Vertrauen Sie Ihren Mitarbeitern

Wollen Sie Verschwendung vermeiden, oder wollen Sie lieber nur darüber reden? Wollen Sie eigenverantwortlich handelnde Mitarbeiter? Oder wollen Sie als Chef lieber doch alles entscheiden?
Wenn Sie die letzten zwei Fragen mit „nein“ beantwortet haben, lesen Sie unbedingt weiter. Wenn Sie die letzten zwei Fragen mit „ja“ beantwortet haben, können Sie weiterlesen, aber es wird Ihnen wenig Spaß machen.
Was ist eigentlich Verschwendung?
Alles, wofür Ihr Kunde bereit ist zu bezahlen, ist wertschöpfend. Der Rest ist Verschwendung. Wenn Sie mit dieser Sicht von Verschwendung durch Ihr Unternehmen gehen, werden Sie nervös.
In der UH31 lesen Sie, wie Unternehmen flexibel arbeiten können, ohne Arbeitszeit zu erfassen. Wenn wir diese Gedanken weiterentwickeln, liegt es nahe, nicht nur die Zeiterfassung in Frage zu stellen, sondern auch die Erfassung von Urlaubstagen.

1. Können Ihre Mitarbeiter bis 30 zählen?

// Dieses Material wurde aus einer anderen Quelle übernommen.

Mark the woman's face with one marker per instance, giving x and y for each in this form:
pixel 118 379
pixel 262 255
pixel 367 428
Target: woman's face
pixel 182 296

Garantiert können Ihre Mitarbeiter das. Sonst hätten Sie nicht die Ruhe, diese Umsetzungshilfe zu lesen. Wenn Ihre Mitarbeiter nicht bis 30 zählen könnten, müssten Sie jetzt panisch in Ihrem Unternehmen herumlaufen und retten, was nicht mehr zu retten ist.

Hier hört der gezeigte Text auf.